Both frames agree that the particle has nonzero x-component of acceleration. (But, they will disagree on the numerical value of the acceleration.)

Thanks!
You're the best!

 

[Kajagoogooooooo]

Yes, that's right. If V_x0 = 0 and if there is no x-component of force, then V_x and P_x will remain zero. But in A's frame, V_x0 is not zero.

According to A, V_x must decrease in order to maintain a constant x-component of momentum. This sounds paradoxical at first, until you examine carefully the formula for the x-component of relativistic momentum. Note, that if you use the concept of relativistic mass: m_r = m/(1-V²/c²)^1/2, then you can write the x-component of momentum as

P_x = m_rV_x.

As the particle pick up speed in the y-direction due to the electric force, what happens to the relativistic mass? So, what must happen to V_x in order for P_x to remain constant? (Remember, in A's frame there is no force acting on the particle in the x direction. So, in A's frame P_x is constant.)

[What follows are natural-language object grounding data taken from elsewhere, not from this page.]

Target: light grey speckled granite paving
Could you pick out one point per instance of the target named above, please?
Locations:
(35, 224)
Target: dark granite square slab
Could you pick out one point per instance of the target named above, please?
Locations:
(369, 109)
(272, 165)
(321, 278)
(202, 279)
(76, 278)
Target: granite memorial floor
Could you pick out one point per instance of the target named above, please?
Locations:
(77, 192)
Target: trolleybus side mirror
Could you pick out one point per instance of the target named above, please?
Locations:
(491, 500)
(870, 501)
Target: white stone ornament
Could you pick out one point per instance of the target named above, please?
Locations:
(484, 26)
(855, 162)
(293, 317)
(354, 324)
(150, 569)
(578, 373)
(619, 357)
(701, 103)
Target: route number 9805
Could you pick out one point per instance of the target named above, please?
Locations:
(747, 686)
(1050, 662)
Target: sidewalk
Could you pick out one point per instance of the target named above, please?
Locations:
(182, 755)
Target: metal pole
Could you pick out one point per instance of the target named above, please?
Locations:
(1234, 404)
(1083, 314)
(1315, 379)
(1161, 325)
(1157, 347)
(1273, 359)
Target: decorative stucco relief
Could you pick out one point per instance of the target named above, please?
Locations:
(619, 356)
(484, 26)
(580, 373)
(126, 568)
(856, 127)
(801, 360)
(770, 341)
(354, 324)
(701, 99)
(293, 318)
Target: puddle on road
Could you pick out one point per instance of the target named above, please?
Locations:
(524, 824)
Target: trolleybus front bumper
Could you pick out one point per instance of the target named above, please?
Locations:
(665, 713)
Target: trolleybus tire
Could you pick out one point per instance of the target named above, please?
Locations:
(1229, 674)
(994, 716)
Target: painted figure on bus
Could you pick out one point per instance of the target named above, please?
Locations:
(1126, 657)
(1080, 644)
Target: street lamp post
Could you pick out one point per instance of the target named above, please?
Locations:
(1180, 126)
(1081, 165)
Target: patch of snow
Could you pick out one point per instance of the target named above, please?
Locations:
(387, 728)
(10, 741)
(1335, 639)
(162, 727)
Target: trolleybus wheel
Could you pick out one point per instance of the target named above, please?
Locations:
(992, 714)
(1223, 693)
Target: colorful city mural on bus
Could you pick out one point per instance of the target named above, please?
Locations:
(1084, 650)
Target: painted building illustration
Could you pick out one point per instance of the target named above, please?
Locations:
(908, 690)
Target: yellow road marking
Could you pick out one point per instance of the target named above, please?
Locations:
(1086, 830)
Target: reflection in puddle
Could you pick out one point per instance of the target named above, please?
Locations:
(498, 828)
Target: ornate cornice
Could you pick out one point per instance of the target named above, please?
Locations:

In B's frame, V'_x0 = 0. As time passes according to B, V'_x will decrease (become more and more negative) due to the magnetic force acting in the negative x direction.

Both frames agree that the particle has nonzero x-component of acceleration. (But, they will disagree on the numerical value of the acceleration.)

My teacher solved this question today at class using the "hidden momentum",
Can you put a little bit of light between 400nm to 700nm wavelength on this solution so that I will be able to realize this too?

Thanks,
Kaja

 

[TSny]

My teacher solved this question today at class using the "hidden momentum",
Can you put a little bit of light between 400nm to 700nm wavelength on this solution so that I will be able to realize this too?

I think this request is too vague. Can you show the solution given by your teacher and indicate specifically where you are having difficulties?